Highlights & Insights¶
- The "Visualize for VQA" paradigm is ingenious: It addresses the fundamental flaw of linearized triples—loss of topology. Visualizing KGs leverages LMMs' spatial perception to bypass the fragility of mental reconstruction from text, evidenced by the +38% gain in connectivity.
- Decoupled evaluation is reusable: Separating perception from reasoning allows for precise error attribution. This methodology can be transferred to other domains like chart understanding or circuit diagram analysis.
- "83% perception errors" is a clear signal: It indicates that the bottleneck for LMMs on structured images lies in the visual encoder's ability to ground fine-grained edges and directions accurately.
Limitations & Future Work¶
- Diagnostic benchmark, not a new method: The paper focuses on diagnosis without proposing a new algorithm to fix the identified issues (e.g., specific graph-aware visual pre-training).
- Visualization rendering as a variable: Performance depends on rendering quality (layout, color). The sensitivity of models to different rendering styles was not systematically explored.
- Graph scale is limited: Subgraphs are kept small for human readability. Whether the conclusions extend to massive, dense KGs with hundreds of nodes remains unknown.
Related Work & Insights¶
- vs Text-based KG-augmented LLMs: Traditional methods use textual sequences; this work uses images.
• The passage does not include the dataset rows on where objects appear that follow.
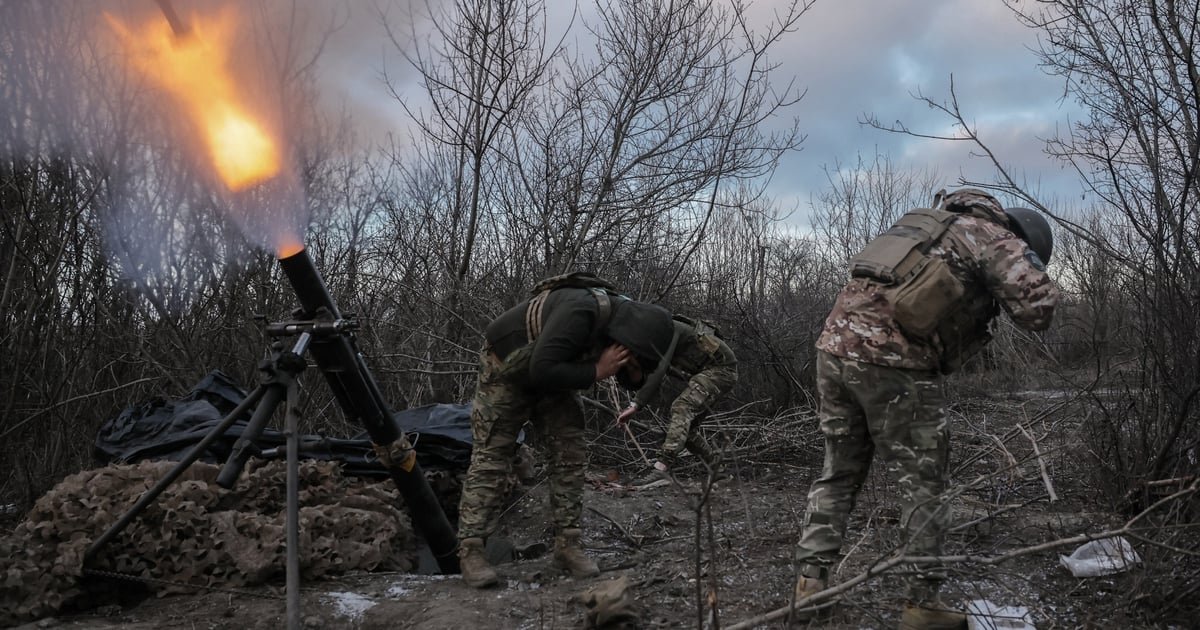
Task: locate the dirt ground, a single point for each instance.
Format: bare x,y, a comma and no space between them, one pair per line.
727,561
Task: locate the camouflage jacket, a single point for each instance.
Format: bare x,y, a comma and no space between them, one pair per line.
694,353
994,265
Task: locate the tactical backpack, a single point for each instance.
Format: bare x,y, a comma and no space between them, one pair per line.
601,289
923,289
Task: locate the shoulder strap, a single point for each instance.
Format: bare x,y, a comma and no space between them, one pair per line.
534,312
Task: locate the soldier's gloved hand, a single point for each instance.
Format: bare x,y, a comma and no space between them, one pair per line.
625,414
611,360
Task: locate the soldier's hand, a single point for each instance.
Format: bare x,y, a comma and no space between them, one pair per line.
611,360
625,414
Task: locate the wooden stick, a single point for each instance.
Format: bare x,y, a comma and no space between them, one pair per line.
1042,465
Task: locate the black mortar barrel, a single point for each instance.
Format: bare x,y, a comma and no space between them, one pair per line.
358,394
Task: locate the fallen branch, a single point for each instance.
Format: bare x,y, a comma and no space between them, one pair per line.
988,561
1042,465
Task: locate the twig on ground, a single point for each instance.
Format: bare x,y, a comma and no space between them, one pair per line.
1042,465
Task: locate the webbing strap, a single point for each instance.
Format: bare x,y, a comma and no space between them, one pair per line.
899,252
538,303
533,316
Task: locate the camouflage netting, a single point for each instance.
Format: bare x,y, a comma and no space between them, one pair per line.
199,533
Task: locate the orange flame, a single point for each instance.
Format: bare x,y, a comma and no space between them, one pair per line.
193,70
288,246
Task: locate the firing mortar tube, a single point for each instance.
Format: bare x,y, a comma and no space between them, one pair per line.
359,396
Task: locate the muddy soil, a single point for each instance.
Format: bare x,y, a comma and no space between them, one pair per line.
714,559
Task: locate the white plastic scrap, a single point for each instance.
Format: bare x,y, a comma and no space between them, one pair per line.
1101,557
983,615
349,605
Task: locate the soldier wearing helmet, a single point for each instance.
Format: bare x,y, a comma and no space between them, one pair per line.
919,303
537,357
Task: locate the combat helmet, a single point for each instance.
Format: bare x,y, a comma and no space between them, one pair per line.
1033,228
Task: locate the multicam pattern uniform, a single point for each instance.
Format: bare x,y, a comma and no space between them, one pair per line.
503,401
712,370
880,388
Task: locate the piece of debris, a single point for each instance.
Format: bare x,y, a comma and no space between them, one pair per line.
983,615
611,606
1101,557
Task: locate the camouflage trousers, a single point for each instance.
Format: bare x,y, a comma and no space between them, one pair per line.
868,409
504,401
690,408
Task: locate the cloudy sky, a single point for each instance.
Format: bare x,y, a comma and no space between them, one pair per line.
855,58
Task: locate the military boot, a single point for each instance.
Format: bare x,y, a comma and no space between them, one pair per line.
569,555
477,571
931,616
808,586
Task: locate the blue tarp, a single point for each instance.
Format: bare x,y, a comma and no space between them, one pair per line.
161,430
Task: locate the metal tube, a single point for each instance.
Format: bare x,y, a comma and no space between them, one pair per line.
360,399
293,505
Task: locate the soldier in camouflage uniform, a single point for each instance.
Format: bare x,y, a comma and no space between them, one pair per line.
880,359
535,359
701,357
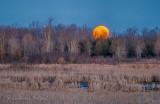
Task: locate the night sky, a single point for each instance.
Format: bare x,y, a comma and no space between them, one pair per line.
117,15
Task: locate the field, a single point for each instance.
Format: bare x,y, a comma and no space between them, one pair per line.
80,84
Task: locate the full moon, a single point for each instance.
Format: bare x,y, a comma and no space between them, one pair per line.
101,32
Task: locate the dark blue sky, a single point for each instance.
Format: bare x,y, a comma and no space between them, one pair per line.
117,15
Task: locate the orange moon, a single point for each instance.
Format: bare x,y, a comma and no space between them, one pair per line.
101,32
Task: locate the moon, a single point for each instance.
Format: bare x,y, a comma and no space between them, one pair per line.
101,32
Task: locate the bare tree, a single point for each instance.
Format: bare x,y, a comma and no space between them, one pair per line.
118,47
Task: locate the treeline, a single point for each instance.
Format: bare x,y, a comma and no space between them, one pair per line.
60,43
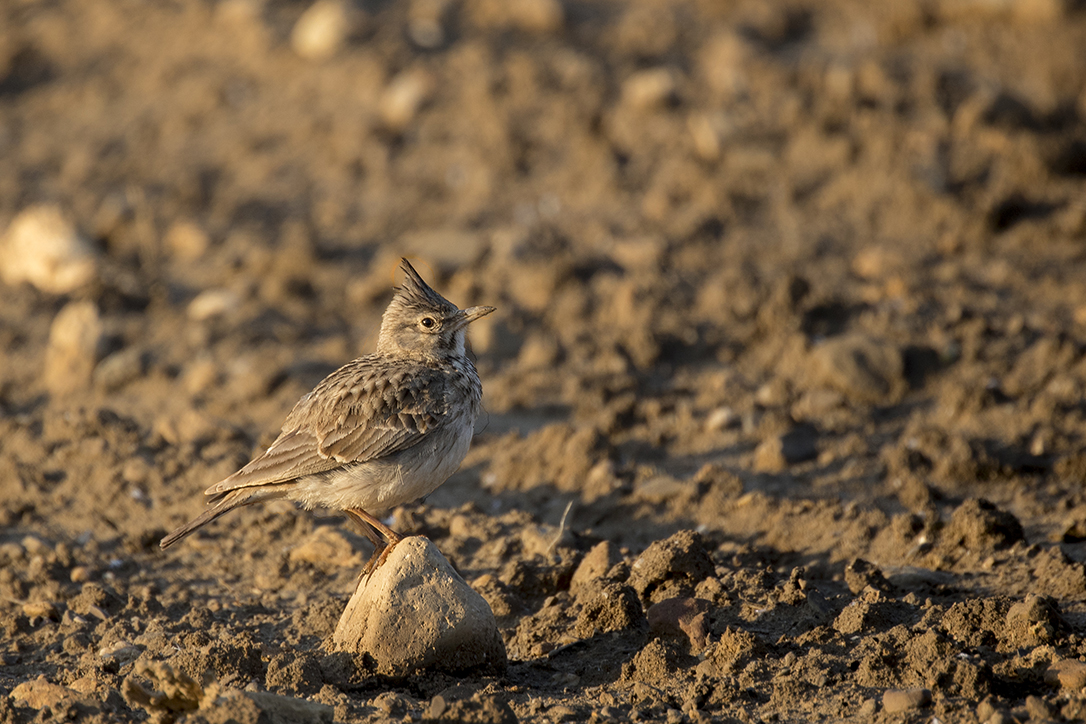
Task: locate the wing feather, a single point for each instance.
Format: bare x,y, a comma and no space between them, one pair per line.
366,409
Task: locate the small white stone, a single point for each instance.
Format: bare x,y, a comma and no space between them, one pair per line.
323,29
42,246
403,98
74,338
213,303
416,612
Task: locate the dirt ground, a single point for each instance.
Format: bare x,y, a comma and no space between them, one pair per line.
792,320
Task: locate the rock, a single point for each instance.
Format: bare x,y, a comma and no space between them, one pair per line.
74,340
681,617
187,240
860,574
120,368
898,700
323,29
426,22
615,608
235,707
39,693
416,612
647,89
401,102
864,369
480,709
594,567
671,568
40,610
1069,673
539,16
41,246
722,418
164,693
1034,621
796,445
213,303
While text remains strong for long-chain symbolic reasoning, images are vastly superior for capturing topological structures.
- vs General Multimodal Benchmarks (MMMU, etc.): Unlike benchmarks focusing on natural scenes or expert knowledge, VKG-QA specifically targets "rendered structural knowledge," filling a gap in structured multimodal reasoning evaluation.
Rating¶
- Novelty: ⭐⭐⭐⭐ The "visualized KG" paradigm is fresh and the visual vs. text comparison is compelling.
- Experimental Thoroughness: ⭐⭐⭐⭐ 19 LMMs across 14 subtasks; however, error analysis sample size was small.
- Writing Quality: ⭐⭐⭐⭐ Clear motivation and hierarchical structure.
- Value: ⭐⭐⭐⭐ Provides a scalable platform for graph-perception evaluation and identifies "visual grounding" as the key future research direction.